Вдруг Мезимотес как-то странно, заговорщицки сверкнув глазами в сторону Арпадофеля, заговорил, словно бы продолжая разговор: «В нашей «Цедефошрии», внутри всех этих колец-завитков (о которых Моти нам сегодня поведал) надо будет создавать и постоянно поддерживать живую, не без элементов смелой фантазии, иллюзию неба и пейзажа. Прекрасный мир, населённый фантастическими существами — на земле, на воде и на небе…» — «Насчёт неба у меня уже, как вы знаете, есть кое-какие идеи…» — заметил Моти. — «Знаю… Виртуальный мир — кем хотим, теми его и заселяем!» Моти чуть слышно пробормотал: «Виртуальный мир, виртуальная природа, виртуальная жизнь, виртуальная победа в этой игре — и всё под силонокулл виртуальных виртуозов…» — «Зато доходы от реализации наших грандиозных планов будут отнюдь не виртуальными. Даже твоему Бенци и его компании мы сможем выделить — детишкам на молочишко. Эх, заживём!» — радостно улыбнулся Мезимотес, мечтательно прижмурив глаза.
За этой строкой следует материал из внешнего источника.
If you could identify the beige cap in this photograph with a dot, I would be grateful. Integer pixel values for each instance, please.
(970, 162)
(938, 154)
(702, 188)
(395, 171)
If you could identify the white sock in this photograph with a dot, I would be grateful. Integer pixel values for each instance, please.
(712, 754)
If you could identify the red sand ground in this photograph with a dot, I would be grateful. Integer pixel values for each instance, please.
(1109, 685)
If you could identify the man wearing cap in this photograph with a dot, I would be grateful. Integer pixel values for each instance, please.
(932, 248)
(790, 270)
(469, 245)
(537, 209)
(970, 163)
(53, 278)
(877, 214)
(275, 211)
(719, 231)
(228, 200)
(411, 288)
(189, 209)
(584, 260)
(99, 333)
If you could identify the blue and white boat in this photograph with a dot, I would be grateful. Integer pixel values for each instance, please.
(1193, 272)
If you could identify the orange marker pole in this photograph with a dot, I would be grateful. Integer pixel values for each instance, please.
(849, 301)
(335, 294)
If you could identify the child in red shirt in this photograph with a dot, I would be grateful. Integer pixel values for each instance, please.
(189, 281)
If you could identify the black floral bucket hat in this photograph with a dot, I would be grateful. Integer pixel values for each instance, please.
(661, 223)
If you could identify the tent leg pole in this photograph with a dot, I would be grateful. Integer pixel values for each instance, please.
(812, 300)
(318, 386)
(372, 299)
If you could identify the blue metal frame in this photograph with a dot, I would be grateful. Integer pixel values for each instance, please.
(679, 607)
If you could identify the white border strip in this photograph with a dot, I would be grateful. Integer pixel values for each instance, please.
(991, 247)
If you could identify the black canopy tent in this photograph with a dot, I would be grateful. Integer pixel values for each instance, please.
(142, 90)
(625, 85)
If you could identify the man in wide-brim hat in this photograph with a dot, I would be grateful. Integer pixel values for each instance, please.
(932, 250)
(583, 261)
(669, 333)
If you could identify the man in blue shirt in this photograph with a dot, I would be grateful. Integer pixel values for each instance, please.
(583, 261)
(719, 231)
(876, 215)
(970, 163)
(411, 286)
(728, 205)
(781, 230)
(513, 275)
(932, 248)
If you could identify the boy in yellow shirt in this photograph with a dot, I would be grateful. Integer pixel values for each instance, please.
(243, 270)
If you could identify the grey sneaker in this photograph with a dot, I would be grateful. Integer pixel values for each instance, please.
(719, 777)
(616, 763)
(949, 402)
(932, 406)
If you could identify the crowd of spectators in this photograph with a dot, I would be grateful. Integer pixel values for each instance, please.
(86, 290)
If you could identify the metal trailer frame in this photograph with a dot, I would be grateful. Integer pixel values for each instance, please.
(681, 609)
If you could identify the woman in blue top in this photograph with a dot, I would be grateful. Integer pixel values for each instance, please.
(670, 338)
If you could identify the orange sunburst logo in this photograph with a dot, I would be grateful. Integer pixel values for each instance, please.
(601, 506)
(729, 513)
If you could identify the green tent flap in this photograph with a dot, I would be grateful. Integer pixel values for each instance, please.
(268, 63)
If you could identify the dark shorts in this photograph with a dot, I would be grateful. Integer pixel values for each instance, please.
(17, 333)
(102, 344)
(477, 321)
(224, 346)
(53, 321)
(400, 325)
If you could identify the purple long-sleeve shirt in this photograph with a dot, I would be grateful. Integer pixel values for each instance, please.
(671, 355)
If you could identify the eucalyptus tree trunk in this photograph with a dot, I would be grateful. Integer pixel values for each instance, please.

Все встали и вышли из беседки. Арпадофель подмигнул боссу сразу обоими глазками и, вставая, с хрустом потянулся: «Дорогой Миней, как всегда, твои мысли — в струю!» Его лицо снова начало расползаться вширь, напомнив непропеченный блин, а его обыкновенно косящий и хищно сверкающий левый глаз на миг превратился в узенькую щёлочку. Это означало, что он достиг вершины довольства и умиротворённости, и в эту минуту можно не опасаться приступов беспричинной ярости. Неожиданно на пике довольства он, громко рыгнув, провозгласил: «Извините, я — в туалет!» Крякнув и снова смачно рыгнув (как видно, от избытка наслаждения), Коба Арпадофель направился на выход. Миней сделал знак, что кофейная пауза окончена, можно возвращаться к работе, и вышел вслед за Арпадофелем. Моти и Тим, не глядя друг на друга, направились следом. Моти пропустил Тима вперёд, мрачно наблюдая, как тот, склонившись к самому уху Минея, о чём-то его спросил, тот с улыбкой коротко ответил.
Трусивший немного впереди Коба услышал тихие голоса Минея и Тима и оглянулся.
Неожиданно он остановился с приподнятой в процессе ходьбы ногой и, мечтательно глядя куда-то вдаль, принялся фанфарически вещать. Увлёкшись, он даже позабыл поставить ногу на землю. В воздухе снова густо и гулко загремели, перекатываясь из стороны в сторону, фанфары: «Мне сейчас, по пути к унитазу, прекрасная мысль в голову пришла. А что если нашу новую «Цедефошрию» оборудовать Золотыми Гальюнами? Нет, хаверим, вы представляете? ФАНФАРИЧЕСКИЙ ЗОЛОТОЙ ГАЛЬЮН! Он великолепно впишется в нашу струю! Как я люблю со вкусом и комфортом посидеть на стульчаке из нежнейшей и мягчайшей кожи красивого цвета… э-э-э… типа… бронзы с янтарём. Я давно уже мечтаю о настоящем золотом унитазе! Какую великолепную победную песнь на фаготе мы с ним исполним дуэтом! Золотой унитаз!
Да это же чистейший символ нашей новейшей эстетики!.. Ах, кто оценит красоту струи, звенящей золотыми колокольчиками в золотой же писсуар. Облицевать бы гальюн мраморными плитами, изобразив рисунок клавиатуры аккордеона. Типа, белые клавиши из мрамора тёплого золотистого цвета. Ну, а те, которые, типа, чёрные, они будут из какого-нибудь мрамора густо-коричневого тона…» Моти остолбенел. Он переводил глаза с Минея на Арпадофеля, пытаясь уловить реакцию босса. Миней пытался скрыть изумление, но у него это плохо получалось.